We report the discovery of a {recurrent} quasi-periodic pulsation (QPP) in the late-M dwarf GJ 3512 (M5.5V) using multiple TESS datasets. A strong signal with a period of 70-100 minutes was detected in wavelet analyses of the two-minute cadence light curve from Sector 20. This signal was detected also in observations from Sectors 47 and 60. The QPP persisted for weeks in sector 20 and spanned nearly three years of TESS coverage. There was no significant damping between major flares. This behavior contrasts with that of previously reported stellar QPPs, which are confined to individual flares and decay on timescales of minutes to hours. The oscillation amplitude is at the milli-magnitude level. A pulsation origin is discarded since theoretical instability strips for 100-minute pulsations are restricted to pre-main sequence stars, while GJ 3512 is an intermediate age (2-8 Gyr) main-sequence dwarf. The persistence across independent TESS sectors discards an instrumental artifact origin and points to a likely coronal origin instead, such as oscillatory reconnection or thermal non-equilibrium cycles in large active regions. This represents the first detection of a likely sustained QPP with these characteristics in a late-type star, highlighting the need for further investigation into physical mechanisms behind such variability.

Figures (4)

• Figure 1: TESS PDCSAP light curves from Sectors 20, 47, and 60 for the star GJ 3512. The right axis refers to magnitudes in the TESS band (https://tess.mit.edu/public/tesstransients/pages/readme.html#flux-calibration), which is close to the Cousin $I_C$ filter. The orbital phase of GJ 3512b (assuming $\phi = 0$ at the time of periastron passage) is given in each panel.
• Figure 2: Top: Scalogram for the first $\sim13$ days of the TESS observation from December 24, 2019, to January 29, 2020. The dashed red lines in the scalogram indicate the frequency range selected for filtering.
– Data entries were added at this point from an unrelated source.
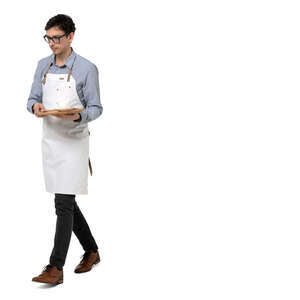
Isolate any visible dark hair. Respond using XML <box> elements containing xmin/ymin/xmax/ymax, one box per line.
<box><xmin>45</xmin><ymin>14</ymin><xmax>76</xmax><ymax>35</ymax></box>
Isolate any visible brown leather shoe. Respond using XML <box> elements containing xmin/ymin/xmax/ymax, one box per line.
<box><xmin>32</xmin><ymin>264</ymin><xmax>63</xmax><ymax>284</ymax></box>
<box><xmin>74</xmin><ymin>250</ymin><xmax>100</xmax><ymax>273</ymax></box>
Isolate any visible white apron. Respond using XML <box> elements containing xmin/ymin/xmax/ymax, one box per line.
<box><xmin>42</xmin><ymin>58</ymin><xmax>92</xmax><ymax>195</ymax></box>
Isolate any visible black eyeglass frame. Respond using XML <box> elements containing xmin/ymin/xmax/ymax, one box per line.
<box><xmin>43</xmin><ymin>33</ymin><xmax>69</xmax><ymax>44</ymax></box>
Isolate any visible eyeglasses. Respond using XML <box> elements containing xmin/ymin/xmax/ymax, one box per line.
<box><xmin>44</xmin><ymin>33</ymin><xmax>67</xmax><ymax>44</ymax></box>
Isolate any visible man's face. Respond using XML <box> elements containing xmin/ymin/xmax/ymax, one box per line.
<box><xmin>46</xmin><ymin>26</ymin><xmax>74</xmax><ymax>54</ymax></box>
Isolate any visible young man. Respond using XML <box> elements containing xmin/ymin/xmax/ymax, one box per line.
<box><xmin>27</xmin><ymin>14</ymin><xmax>103</xmax><ymax>284</ymax></box>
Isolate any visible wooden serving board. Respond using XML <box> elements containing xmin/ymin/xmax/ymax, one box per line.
<box><xmin>40</xmin><ymin>108</ymin><xmax>83</xmax><ymax>116</ymax></box>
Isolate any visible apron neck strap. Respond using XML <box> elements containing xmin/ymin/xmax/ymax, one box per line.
<box><xmin>67</xmin><ymin>54</ymin><xmax>76</xmax><ymax>81</ymax></box>
<box><xmin>42</xmin><ymin>61</ymin><xmax>53</xmax><ymax>84</ymax></box>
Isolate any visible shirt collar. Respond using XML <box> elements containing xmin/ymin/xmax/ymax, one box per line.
<box><xmin>51</xmin><ymin>47</ymin><xmax>76</xmax><ymax>69</ymax></box>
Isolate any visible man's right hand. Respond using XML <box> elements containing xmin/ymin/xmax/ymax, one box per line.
<box><xmin>33</xmin><ymin>102</ymin><xmax>45</xmax><ymax>118</ymax></box>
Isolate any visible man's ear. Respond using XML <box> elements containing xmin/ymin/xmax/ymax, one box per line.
<box><xmin>68</xmin><ymin>32</ymin><xmax>74</xmax><ymax>43</ymax></box>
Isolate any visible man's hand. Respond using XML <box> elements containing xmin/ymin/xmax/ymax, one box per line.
<box><xmin>33</xmin><ymin>102</ymin><xmax>45</xmax><ymax>118</ymax></box>
<box><xmin>52</xmin><ymin>113</ymin><xmax>80</xmax><ymax>121</ymax></box>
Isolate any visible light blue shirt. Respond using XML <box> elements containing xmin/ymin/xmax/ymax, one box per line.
<box><xmin>27</xmin><ymin>48</ymin><xmax>103</xmax><ymax>124</ymax></box>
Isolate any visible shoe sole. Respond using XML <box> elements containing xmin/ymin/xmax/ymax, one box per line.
<box><xmin>32</xmin><ymin>279</ymin><xmax>64</xmax><ymax>284</ymax></box>
<box><xmin>74</xmin><ymin>258</ymin><xmax>101</xmax><ymax>274</ymax></box>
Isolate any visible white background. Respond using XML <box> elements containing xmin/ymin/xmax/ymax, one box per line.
<box><xmin>0</xmin><ymin>0</ymin><xmax>300</xmax><ymax>300</ymax></box>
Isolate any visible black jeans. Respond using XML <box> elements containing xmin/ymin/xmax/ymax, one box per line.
<box><xmin>50</xmin><ymin>194</ymin><xmax>98</xmax><ymax>270</ymax></box>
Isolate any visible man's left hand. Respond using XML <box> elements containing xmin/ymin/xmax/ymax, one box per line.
<box><xmin>52</xmin><ymin>113</ymin><xmax>80</xmax><ymax>121</ymax></box>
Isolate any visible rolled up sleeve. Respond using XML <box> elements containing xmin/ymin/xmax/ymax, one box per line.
<box><xmin>27</xmin><ymin>62</ymin><xmax>43</xmax><ymax>113</ymax></box>
<box><xmin>79</xmin><ymin>64</ymin><xmax>103</xmax><ymax>124</ymax></box>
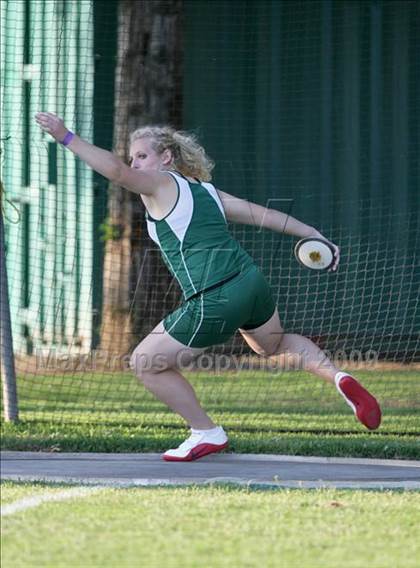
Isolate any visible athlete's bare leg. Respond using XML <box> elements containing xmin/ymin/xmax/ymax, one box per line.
<box><xmin>239</xmin><ymin>310</ymin><xmax>339</xmax><ymax>384</ymax></box>
<box><xmin>130</xmin><ymin>322</ymin><xmax>216</xmax><ymax>430</ymax></box>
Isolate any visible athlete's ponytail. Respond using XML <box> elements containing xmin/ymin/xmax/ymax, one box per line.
<box><xmin>130</xmin><ymin>126</ymin><xmax>214</xmax><ymax>181</ymax></box>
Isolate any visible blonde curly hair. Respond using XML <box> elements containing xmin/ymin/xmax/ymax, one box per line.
<box><xmin>130</xmin><ymin>126</ymin><xmax>214</xmax><ymax>181</ymax></box>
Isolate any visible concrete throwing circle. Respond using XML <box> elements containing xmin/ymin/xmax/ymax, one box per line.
<box><xmin>1</xmin><ymin>451</ymin><xmax>420</xmax><ymax>489</ymax></box>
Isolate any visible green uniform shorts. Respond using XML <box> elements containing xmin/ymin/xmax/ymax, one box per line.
<box><xmin>163</xmin><ymin>265</ymin><xmax>276</xmax><ymax>347</ymax></box>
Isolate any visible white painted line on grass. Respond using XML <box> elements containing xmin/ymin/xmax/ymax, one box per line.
<box><xmin>1</xmin><ymin>487</ymin><xmax>103</xmax><ymax>517</ymax></box>
<box><xmin>3</xmin><ymin>474</ymin><xmax>420</xmax><ymax>491</ymax></box>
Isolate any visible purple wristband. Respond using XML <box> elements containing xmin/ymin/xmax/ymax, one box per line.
<box><xmin>61</xmin><ymin>130</ymin><xmax>74</xmax><ymax>146</ymax></box>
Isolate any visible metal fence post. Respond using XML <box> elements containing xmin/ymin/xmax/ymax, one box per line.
<box><xmin>0</xmin><ymin>208</ymin><xmax>19</xmax><ymax>422</ymax></box>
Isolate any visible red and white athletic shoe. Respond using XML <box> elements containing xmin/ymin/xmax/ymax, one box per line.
<box><xmin>162</xmin><ymin>426</ymin><xmax>228</xmax><ymax>461</ymax></box>
<box><xmin>335</xmin><ymin>373</ymin><xmax>381</xmax><ymax>430</ymax></box>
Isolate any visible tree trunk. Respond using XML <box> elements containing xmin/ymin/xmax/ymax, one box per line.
<box><xmin>101</xmin><ymin>0</ymin><xmax>182</xmax><ymax>354</ymax></box>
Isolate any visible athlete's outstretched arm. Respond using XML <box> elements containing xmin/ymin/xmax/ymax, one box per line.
<box><xmin>217</xmin><ymin>190</ymin><xmax>340</xmax><ymax>271</ymax></box>
<box><xmin>217</xmin><ymin>190</ymin><xmax>324</xmax><ymax>238</ymax></box>
<box><xmin>35</xmin><ymin>112</ymin><xmax>168</xmax><ymax>195</ymax></box>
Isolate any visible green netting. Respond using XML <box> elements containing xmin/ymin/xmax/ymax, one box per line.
<box><xmin>1</xmin><ymin>0</ymin><xmax>420</xmax><ymax>421</ymax></box>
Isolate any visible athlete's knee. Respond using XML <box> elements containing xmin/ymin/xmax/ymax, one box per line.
<box><xmin>254</xmin><ymin>333</ymin><xmax>284</xmax><ymax>357</ymax></box>
<box><xmin>130</xmin><ymin>344</ymin><xmax>168</xmax><ymax>383</ymax></box>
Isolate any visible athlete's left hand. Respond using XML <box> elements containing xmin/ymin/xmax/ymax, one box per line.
<box><xmin>35</xmin><ymin>112</ymin><xmax>68</xmax><ymax>142</ymax></box>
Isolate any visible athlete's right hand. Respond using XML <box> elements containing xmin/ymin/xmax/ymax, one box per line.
<box><xmin>35</xmin><ymin>112</ymin><xmax>69</xmax><ymax>142</ymax></box>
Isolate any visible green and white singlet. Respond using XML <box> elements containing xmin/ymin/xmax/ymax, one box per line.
<box><xmin>146</xmin><ymin>172</ymin><xmax>253</xmax><ymax>300</ymax></box>
<box><xmin>146</xmin><ymin>172</ymin><xmax>275</xmax><ymax>347</ymax></box>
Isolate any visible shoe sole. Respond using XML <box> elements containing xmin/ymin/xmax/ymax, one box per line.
<box><xmin>162</xmin><ymin>442</ymin><xmax>229</xmax><ymax>461</ymax></box>
<box><xmin>339</xmin><ymin>377</ymin><xmax>382</xmax><ymax>430</ymax></box>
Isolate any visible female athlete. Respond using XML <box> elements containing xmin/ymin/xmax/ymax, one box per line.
<box><xmin>35</xmin><ymin>112</ymin><xmax>381</xmax><ymax>461</ymax></box>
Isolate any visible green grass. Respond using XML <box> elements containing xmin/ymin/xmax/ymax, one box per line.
<box><xmin>2</xmin><ymin>483</ymin><xmax>420</xmax><ymax>568</ymax></box>
<box><xmin>2</xmin><ymin>371</ymin><xmax>420</xmax><ymax>459</ymax></box>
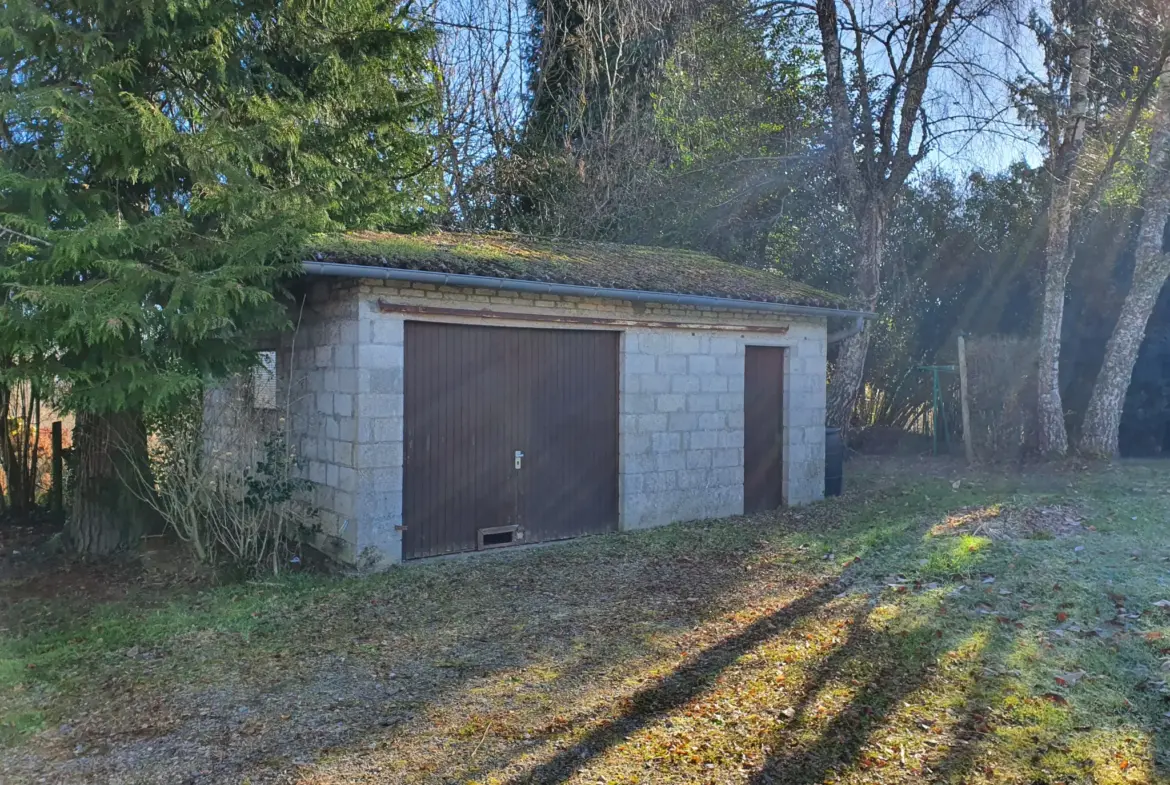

The red continuous line in the top panel is the filtered light curve. Bottom: Zoom of the figure in the left panel. Two days of observations are shown. Here, the QPP is clearly visible.
• Figure 3: Wavelet scalogram ($|S|$) per 99.9% confidence threshold ($|S|$/threshold), for GJ 3512. The dashed red lines in the scalogram indicate the frequency range selected for filtering, which correspond to periods 70--120 minutes. The black continuous lines correspond to the 99.9% confidence threshold.
• Figure 4: Wavelet scalogram ($|S|$) per 99.9% significance threshold ($|S|$/threshold), for TYC 3804-1138-1. The dashed red lines in the scalogram indicate the frequency range selected for filtering, which correspond to periods 70--120 minutes. The black continuous lines correspond to the 99.9% significance threshold.